Qué
triste ha de ser el tener que alegrarse por la victoria de un personaje
como Jair Bolsonaro. La oposición venezolana, en su orfandad de
líderes, no tiene más remedio que vivir de los éxitos de los peores
especímenes de la fauna de la ultraderecha. [Y pensar que en esa
oposición hay personas y personajes que juran ser de izquierda].
Ya
lo hizo en su momento con el infame estadounidense George W. Bush y con
el ruin colombiano Álvaro Uribe, para solo mencionar dos de sus
presidentes favoritos a lo largo de estos 20 años.
Otras
veces, la dirigencia opositora venezolana ha expresado su apoyo a
líderes cuyo mérito más relevante ha sido la de ser el adversarios de la
opción izquierdista, como los candidatos que se han enfrentado a Evo
Morales en Bolivia y los que se opusieron a Lula Da Silva y a Dilma
Rousseff en Brasil o a Rafael Correa, en Ecuador.
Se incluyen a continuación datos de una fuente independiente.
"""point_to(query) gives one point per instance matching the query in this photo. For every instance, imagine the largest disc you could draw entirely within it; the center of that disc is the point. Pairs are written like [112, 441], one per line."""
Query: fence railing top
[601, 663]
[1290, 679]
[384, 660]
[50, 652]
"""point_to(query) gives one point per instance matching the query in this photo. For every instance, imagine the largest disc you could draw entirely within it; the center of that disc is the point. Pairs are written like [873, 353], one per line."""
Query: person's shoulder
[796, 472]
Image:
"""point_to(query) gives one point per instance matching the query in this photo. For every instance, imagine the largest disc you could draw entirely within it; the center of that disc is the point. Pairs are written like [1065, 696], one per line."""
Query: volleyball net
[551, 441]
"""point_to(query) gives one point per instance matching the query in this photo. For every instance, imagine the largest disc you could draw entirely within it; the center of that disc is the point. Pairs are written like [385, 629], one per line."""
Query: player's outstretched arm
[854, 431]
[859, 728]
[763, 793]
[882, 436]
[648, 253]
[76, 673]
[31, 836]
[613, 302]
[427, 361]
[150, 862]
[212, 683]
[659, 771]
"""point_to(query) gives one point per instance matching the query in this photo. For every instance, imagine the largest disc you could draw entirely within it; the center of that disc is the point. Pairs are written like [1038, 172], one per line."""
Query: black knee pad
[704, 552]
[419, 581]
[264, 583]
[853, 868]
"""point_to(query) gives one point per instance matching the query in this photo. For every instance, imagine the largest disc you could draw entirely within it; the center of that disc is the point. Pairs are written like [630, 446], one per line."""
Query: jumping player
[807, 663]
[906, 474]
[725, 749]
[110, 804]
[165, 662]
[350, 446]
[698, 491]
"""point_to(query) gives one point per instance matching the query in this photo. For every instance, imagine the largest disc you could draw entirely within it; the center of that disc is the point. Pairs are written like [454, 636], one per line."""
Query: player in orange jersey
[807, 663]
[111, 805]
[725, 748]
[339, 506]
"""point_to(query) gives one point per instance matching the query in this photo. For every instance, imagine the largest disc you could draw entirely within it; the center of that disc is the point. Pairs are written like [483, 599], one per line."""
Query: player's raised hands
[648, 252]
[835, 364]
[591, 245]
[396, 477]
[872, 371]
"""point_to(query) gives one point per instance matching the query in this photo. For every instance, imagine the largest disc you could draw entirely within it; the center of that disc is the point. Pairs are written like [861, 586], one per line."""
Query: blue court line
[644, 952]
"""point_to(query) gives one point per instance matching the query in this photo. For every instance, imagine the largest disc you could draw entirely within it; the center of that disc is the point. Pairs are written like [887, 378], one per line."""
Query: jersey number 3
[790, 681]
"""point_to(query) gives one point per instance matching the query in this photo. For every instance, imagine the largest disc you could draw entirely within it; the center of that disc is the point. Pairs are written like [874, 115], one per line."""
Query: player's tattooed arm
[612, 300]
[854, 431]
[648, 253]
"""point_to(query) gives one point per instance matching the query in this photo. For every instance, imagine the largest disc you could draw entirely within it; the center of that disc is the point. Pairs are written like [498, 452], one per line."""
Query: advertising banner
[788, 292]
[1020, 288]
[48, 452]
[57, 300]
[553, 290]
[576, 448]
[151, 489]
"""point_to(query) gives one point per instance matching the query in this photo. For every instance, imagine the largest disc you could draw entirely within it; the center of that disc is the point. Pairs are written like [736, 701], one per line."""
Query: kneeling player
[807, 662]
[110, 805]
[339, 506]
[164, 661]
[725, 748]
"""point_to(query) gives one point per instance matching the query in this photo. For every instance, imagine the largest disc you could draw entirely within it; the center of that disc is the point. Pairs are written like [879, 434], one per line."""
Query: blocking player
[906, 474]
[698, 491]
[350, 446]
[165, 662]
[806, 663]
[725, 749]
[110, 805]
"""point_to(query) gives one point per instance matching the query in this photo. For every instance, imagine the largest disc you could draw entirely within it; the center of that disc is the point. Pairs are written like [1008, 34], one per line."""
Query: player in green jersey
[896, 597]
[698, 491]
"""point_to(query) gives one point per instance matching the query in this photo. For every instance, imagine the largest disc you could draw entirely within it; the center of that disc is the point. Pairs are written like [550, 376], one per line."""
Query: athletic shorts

Por cierto, los
nombres de estos políticos han caído en el más oxidado de los olvidos.
En
las elecciones de Estados Unidos, la naturaleza de nuestra oposición se
inclina habitualmente hacia los Republicanos, aunque en el último
proceso algunos tenían dudas acerca de la bestia Trump. Igual, cuando
ganó estuvieron felices, en especial desde que comenzó a aplicar sus
arbitrarias sanciones contra Venezuela. Admirar a Trump no los deja muy
bien parados en su pose de adalides de la democracia que luchan contra
una tiranía, pero “eso es lo que hay” por ahora en la Casa Blanca.
Hasta
hace poco, el caso más notable de apoyar a “quien sea” con tal de que
sea enemigo de la Revolución venezolana era el de Iván Duque, en
Colombia. La derecha venezolana se lanzó con todo a respaldarlo a
sabiendas de que es el muñeco del ventrílocuo Uribe, enemigo jurado del
chavismo. Además, la oposición criolla vio en Duque la opción para
evitar el triunfo del candidato presuntamente chavista Gustavo Petro,
aunque ha quedado demostrado que Petro es los que prefieren indefinirse
sobre la base de cálculos electorales que, dicho sea de paso, hasta
ahora le han salido mal.
Pues
bien, cuando se creía que Trump y Duque eran el llegadero de una
oposición desesperada, ha aparecido Bolsonaro en el horizonte y se ha
convertido en presidente de Brasil con los votos del pueblo, pero
basándose en el discurso más antipopular, segregacionista y atrasado que
alguien hubiera podido imaginar.
Imbuidos
por esa nueva victoria ajena de la ultraderecha, los opositores
venezolanos se animan a despojarse de varias de sus máscaras. Veamos:
Los
mismos que denuncian la existencia de presos políticos en Venezuela, se
congratulan por el triunfo de alguien que ganó gracias a que el
candidato favorito está injustamente privado de libertad y, según el
presidente electo, se va a podrir en la cárcel.
Los
mismos que denuncian crueles torturas en las ergástulas del Sebin,
apoyan a un sujeto que hace apología de los tormentos aplicados por la
dictadura que gobernó Brasil entre 1964 y 1985; que ha elogiado
públicamente al esbirro que torturó a la expresidenta Rousseff; y que ha
afirmado, sin espacios para la interpretación (no me vengan con que
está fuera de contexto), que el error de la dictadura fue torturar, en
lugar de matar.
Los
mismos que dicen luchar por los logros de las sociedades democráticas
que consideran más avanzadas, han terminado aplaudiendo a un elemento
que está en contra de las más elementales reivindicaciones sociales, las
que se han ido conquistando trabajosamente desde el siglo XIX, como la
igualdad étnica y de género, la libertad de preferencia sexual, los
derechos de los pueblos originarios y los de las futuras generaciones a
disfrutar de un ambiente sano.
Los
vítores de la clase opositora venezolana a este emblema del retorno a
los peores tiempos de América Latina es una prueba más de su debacle
política y moral. Es una alegría que da tristeza.